LOS ANGELES -Some Americans are giving up entirely on the idea of owning a house - choosing instead a condo or renting an apartment.  

In southern California, CBS News correspondent Bill Whitaker reports more of those homes are being built now - but they don't create as many construction jobs as single-family houses do.

Put on life support by the recession, housing construction in California is beginning to show a pulse. But the life blood is no longer single-family houses. There's a new driving force: apartment and condo construction.

Underwater homeowners walk away to stay afloat

"There was a paradigm shift," said Kyle Donovan of City Constructors Inc. Donovan used to focus almost exclusively on single-family houses in the once booming Santa Clarita Valley in suburban Los Angeles. But with many of those houses underwater and new construction ground to a halt, apartments and condos now make up to 60 percent of his business.

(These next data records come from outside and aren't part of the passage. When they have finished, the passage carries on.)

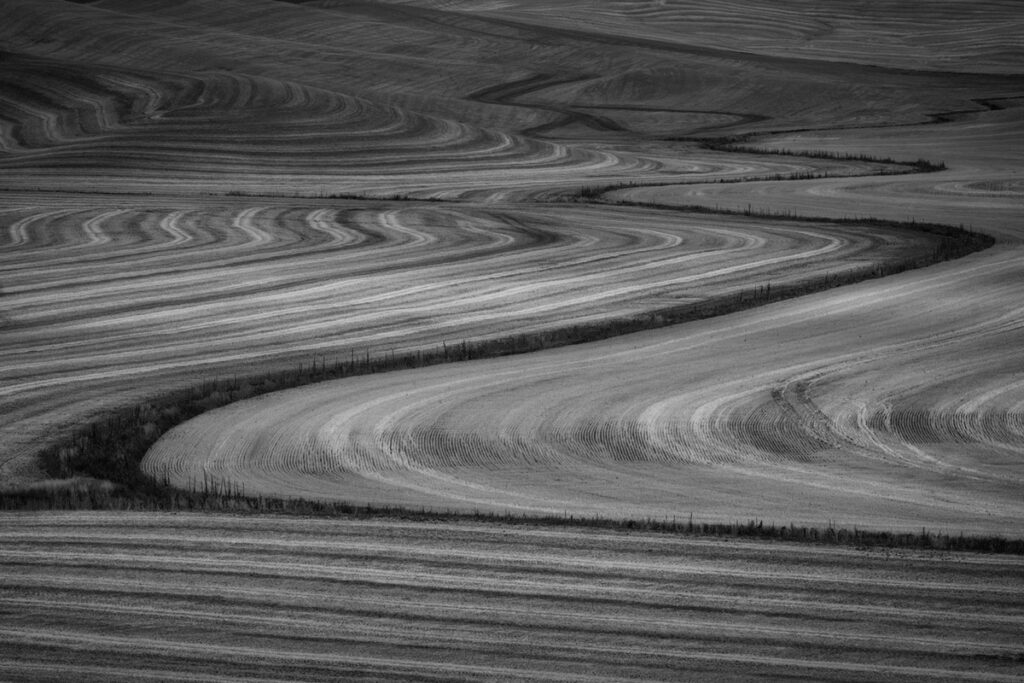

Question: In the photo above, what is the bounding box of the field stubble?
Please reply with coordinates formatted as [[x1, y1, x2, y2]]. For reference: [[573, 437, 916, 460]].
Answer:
[[0, 513, 1024, 681]]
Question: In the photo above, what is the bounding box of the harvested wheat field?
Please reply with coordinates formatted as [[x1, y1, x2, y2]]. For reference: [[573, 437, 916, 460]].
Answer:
[[0, 0, 1024, 681], [0, 513, 1024, 681]]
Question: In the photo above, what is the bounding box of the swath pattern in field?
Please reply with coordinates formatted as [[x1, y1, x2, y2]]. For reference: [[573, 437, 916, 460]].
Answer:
[[0, 194, 934, 485], [143, 242, 1024, 533], [0, 513, 1024, 681]]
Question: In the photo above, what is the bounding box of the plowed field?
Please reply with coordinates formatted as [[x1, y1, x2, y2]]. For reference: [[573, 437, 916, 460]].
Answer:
[[0, 514, 1024, 681]]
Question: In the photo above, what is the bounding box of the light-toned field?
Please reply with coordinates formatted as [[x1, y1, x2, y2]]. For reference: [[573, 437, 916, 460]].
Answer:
[[0, 0, 1024, 681], [0, 513, 1024, 681]]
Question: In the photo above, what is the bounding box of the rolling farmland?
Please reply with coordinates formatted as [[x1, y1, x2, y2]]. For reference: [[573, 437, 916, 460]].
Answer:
[[0, 513, 1024, 681], [0, 0, 1024, 681]]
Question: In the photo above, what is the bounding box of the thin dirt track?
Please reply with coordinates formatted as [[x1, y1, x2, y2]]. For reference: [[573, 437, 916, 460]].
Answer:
[[0, 513, 1024, 681]]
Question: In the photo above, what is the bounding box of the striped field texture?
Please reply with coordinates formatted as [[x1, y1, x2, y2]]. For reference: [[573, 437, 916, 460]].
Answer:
[[0, 513, 1024, 681]]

"In order to stay alive and to stay working, you had to go where the money was," Donovan said. "And the money right now is in multi-family and apartment buildings."

This is good news for some, but not for all. 370,000 construction workers lost their jobs in California in the recession. Since building an apartment takes fewer workers than a whole development of single-family houses, it's likely 200,000 of those lost jobs are not coming back.

Nationwide, 2 million construction jobs seem lost for good. The states that have fallen the hardest, California, Nevada, Florida and Arizona, are the very states where construction expanded the most before the bubble burst. In the boom years, Delvin Knight built single-family houses in the suburbs. Now he feels lucky to have landed this job in Hollywood.

Knight said, "These apartments are the first residences I've done in the last two or three years."

With foreclosure forcing hundreds of thousands of people from their homes, builders expect demand for apartments and condos to grow for several more years.

We thought we saw at least a glimmer of hope for the housing market - the government reported today that home construction nationwide was up 3.5 percent last month.

But when we dug into that, the experts told us the pace of building is a long way from what's needed for a housing recovery.